The ruling, from Circuit Court Judge John W. Debelius III, found that when the legislature imposed caps on noneconomic damages, which was part of a much-ballyhooed special legislative session in 2004, it did so only for cases that first pass through a state arbitration board.
As a result, the caps do not apply to the case against Dr. Norman A. Lockshin, the judge ruled.
In November, a jury awarded the Semsker family of Rockville $5.8 million because a dermatologist working for Lockshin failed to remove a mole from the back of Richard Semsker.
Semsker eventually died in October 2007 of melanoma.
If the caps applied, Debelius said the award would have been reduced to about $3.5 million.
"We disagree with Judge Debelius and look forward to bringing that and other issues related to the court's decision before the appellate courts," said Mitchell Mirviss, Lockshin's attorney.
Mirviss said the appeal will focus on the judge's decision not to follow the intent of the General Assembly.
"I know what the intent was, and the intent was that it cover all medical malpractice cases, not ones that went before the arbitration panel," said Sen.

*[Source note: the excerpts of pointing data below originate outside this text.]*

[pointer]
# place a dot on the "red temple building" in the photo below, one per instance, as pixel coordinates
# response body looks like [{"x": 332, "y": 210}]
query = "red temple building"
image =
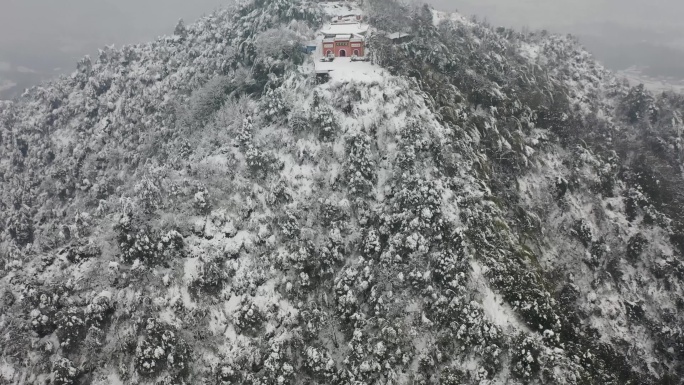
[{"x": 345, "y": 37}]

Brian E. Frosh (D-Dist. 18) of Bethesda. "If it read that way, the law would cause a huge disincentive for any plaintiff to go to arbitration."
Chairman of the Judicial Proceedings Committee, Frosh was one of the architects of the legislation.
The session became a partisan boiling point. Robert L. Ehrlich Jr., the Republican governor at the time, had traveled the state drumming up support for tighter controls on medical malpractice, claiming doctors were moving their practices out of state because of rising insurance rates.
The Democratic legislature tossed his proposal aside in favor of its own measure, which helped defray insurance costs through a tax on HMO payments. Ehrlich vetoed the legislation, but the Democrats overturned his veto.
Senate Minority Leader Allan H. Kittleman also said the intent was to cap all medical malpractice cases.
"Either whoever drafted that bill unintentionally gave us not what we wanted, or the judge misinterpreted it," said Kittleman (R-Dist. 9) of West Friendship.
Patrick Malone, the Semskers' attorney, said a judge must follow the meaning of the law.
"The judge is not free to rewrite the statute when there's a plain and obvious meaning of the statute," Malone said.
Lockshin would be responsible for about half the jury award, or $2.8 million. Another defendant, Semsker's primary care doctor, settled out of court for an undisclosed sum.
Maryland has had a cap on damages for years. In his ruling, Debelius said the legislature specifically changed a law on the books since 1986 that applied the cap generally to only cases that pass through the Health Claims Arbitration Panel.
The appeal has drawn the support of MedChi, the Maryland state medical society, and the Medical Mutual Liability Insurance Society of Maryland, the largest insurer of physicians in the state.